The data supports the view that leadership, and in particular pedagogical leadership, is praxis as it is concerned with the actions and the processes of constructing or deconstructing knowledge according to the context of the learning groups and individuals (ecology of the community) and recognising the set of social axes. Such a view offers an increasingly integrated conceptualisation which specifies relations between its elements: teachers, classrooms ecology of the community and the set of social axes and refuses the reductive “modelisiation” of leadership or clusters of relations between the elements of effective leadership models.
It is concluded that praxis as the locus for pedagogy is moving beyond the simplicity of actions impregnated in the learning process and draws attention to the creation of learning communities in which knowledge is the focus, but is situated in theory and supported by the set of social axes.

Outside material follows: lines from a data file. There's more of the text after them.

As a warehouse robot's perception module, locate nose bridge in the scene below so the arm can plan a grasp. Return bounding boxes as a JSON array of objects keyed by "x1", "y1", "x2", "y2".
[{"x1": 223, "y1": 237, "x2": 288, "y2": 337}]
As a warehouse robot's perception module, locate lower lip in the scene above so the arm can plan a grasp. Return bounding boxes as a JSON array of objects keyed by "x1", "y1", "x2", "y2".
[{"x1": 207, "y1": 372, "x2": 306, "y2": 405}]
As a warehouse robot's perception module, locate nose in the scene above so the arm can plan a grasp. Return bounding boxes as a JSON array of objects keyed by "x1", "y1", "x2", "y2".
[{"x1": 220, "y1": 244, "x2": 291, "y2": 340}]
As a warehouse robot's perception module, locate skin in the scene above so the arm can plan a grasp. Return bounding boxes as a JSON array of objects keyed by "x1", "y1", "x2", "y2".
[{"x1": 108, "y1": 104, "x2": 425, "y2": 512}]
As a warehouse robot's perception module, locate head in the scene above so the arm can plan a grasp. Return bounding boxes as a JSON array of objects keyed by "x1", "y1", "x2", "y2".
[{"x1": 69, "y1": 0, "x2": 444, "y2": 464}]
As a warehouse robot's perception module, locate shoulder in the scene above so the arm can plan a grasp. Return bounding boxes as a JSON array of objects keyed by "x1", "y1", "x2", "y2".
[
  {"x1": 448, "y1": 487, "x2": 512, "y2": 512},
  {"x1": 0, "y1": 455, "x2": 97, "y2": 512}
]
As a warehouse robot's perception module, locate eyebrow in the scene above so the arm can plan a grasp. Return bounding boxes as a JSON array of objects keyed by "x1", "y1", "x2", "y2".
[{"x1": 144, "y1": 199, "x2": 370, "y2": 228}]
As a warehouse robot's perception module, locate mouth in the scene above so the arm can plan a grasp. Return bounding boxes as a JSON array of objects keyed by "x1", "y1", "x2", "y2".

Freire, P. (1986) Pedagogy of the Oppressed. New York: Continuum. Male, T. and Burden, K. (forthcoming). Introduction of Personal Digital Devices into Schools: An Evaluation. Hull: University of Hull. Male, T. and Palaiologou, I. (2012a) Learning–Centred Leadership or Pedagogical Leadership? An alternative approach to leadership in education contexts, in International Journal of Leadership in Education , 15 (1) pp. 107-118. Male, T. and Palaiologou, I. (2012b) Pedagogical Leadership: An Alternative Approach to Leadership in Education Contexts, paper presented at: European Conference on Educational Research (ECER), Cádiz 17-21 September 2012. Male, T. and Palaiologou, I. (under review) Pedagogical Leadership in the 21st Century: Evidence from the field, paper submitted in Educational and Management Administration (January 2013).